Was het minnelijke schuldhulptraject tevergeefs geprobeerd ? Stond de route vanuit het beschermingsbewind naar de Wsnp open ? Jazeker, zo oordeelt de Rechtbank in Zwolle. Door het doen van een aanbod aan een aantal schuldeisers van de schuldenaar waarvan de verwachting bestond dat deze niet akkoord zouden gaan met een aanbod in het minnelijk traject – en waarvan er twee niet hebben ingestemd met het aanbod – heeft de beschermingsbewindvoerder voldaan aan het vereiste dat minnelijke onderhandelingen met de schuldeisers aantoonbaar tevergeefs moeten zijn gebleken. Dus heeft de beschermingsbewindvoerder terecht geconcludeerd dat er geen reële mogelijkheden zijn om tot een buitengerechtelijke schuldregeling te komen.

De voorgeschiedenis

Ten aanzien van de goederen van A is op 23 december 2019 een onderbewindstelling uitgesproken, met benoeming van B tot beschermingsbewindvoerder. A heeft een verzoekschrift met bijlagen ingediend tot toepassing van de wettelijke schuldsaneringsregeling, en is gehoord op de zitting van 18 juli 2022, waar zijn verschenen A zelf en haar  beschermingsbewindvoerder. Deze beschermingsbewindvoerder B heeft de mogelijkheid van een minnelijke regeling beproefd in die zin dat hij de schuldeisers die naar verwachting niet akkoord zouden gaan met een aanbod in het minnelijk traject een aanbod heeft gedaan. Eén schuldeiser is wat betreft twee vorderingen niet akkoord gegaan en een schuldeiser heeft ook na diverse verzoeken niet gereageerd op het aanbod. De Boek 1 BW-bewindvoerder heeft naar aanleiding daarvan geconcludeerd dat een minnelijk traject geen kans van slagen heeft. Hij heeft daarom voor A een verzoekschrift wettelijke schuldsanering opgesteld en bij de rechtbank Overijssel ingediend.

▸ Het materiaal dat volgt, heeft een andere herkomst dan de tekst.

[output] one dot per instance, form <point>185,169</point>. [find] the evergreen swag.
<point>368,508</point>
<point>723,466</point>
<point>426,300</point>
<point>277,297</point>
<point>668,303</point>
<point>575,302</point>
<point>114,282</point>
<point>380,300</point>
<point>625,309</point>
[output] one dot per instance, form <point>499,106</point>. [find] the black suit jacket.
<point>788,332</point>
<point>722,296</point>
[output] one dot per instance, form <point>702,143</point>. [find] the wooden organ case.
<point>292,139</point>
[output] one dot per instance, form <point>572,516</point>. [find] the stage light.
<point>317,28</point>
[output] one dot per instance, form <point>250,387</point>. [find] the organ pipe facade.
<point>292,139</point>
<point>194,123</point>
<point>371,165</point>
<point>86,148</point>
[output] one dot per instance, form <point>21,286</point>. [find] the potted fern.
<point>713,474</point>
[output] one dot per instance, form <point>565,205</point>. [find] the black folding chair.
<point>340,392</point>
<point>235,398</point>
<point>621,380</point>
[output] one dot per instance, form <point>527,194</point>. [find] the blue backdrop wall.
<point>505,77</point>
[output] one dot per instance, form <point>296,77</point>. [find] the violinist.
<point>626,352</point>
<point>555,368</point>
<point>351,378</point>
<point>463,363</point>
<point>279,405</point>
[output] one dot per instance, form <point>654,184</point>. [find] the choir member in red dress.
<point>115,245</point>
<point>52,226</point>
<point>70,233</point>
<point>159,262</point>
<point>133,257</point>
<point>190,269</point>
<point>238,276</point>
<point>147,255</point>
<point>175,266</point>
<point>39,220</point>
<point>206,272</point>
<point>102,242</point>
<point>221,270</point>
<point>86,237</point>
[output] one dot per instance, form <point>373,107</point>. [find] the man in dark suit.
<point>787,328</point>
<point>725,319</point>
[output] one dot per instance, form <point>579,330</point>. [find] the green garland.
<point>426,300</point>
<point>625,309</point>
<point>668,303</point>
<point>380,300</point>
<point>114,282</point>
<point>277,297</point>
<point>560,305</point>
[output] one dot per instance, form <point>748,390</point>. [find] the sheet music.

De beschermingsbewindvoerder in de schuldenbemiddeling

Heeft de beschermingsbewindvoerder zodoende in voldoende mate de mogelijkheden beproefd van een buitengerechtelijke oplossing ? De rechtbank wijdt geen overwegingen aan de formele (voor)vraag of een beschermingsbewindvoerder hier wel bij betrokken mag zijn: dat vormt allang geen issue meer sinds het standaardarrest van de Hoge Raad 5 november 2010, ECLI:NL:HR:2010:BN8056, NJ 2011,31, en is dus een gepasseerd station. Dit arrest werd gecodificeerd via de Wet wijziging curatele, beschermingsbewind en mentorschap van 16 oktober 2013 (Stb. 2013, 424), en waarin artikel 48 Wet Consumentenkrediet zodanig werd aangevuld dat voortaan (eigenlijk sinds voornoemd arrest van de hoogste rechter van 5 november 2010 dus) ook professionele beschermingsbewindvoerders werden vrijgesteld van het verbod op schuldbemiddeling uit artikel 47 Wck. Daar ging het dus niet meer om in deze casus.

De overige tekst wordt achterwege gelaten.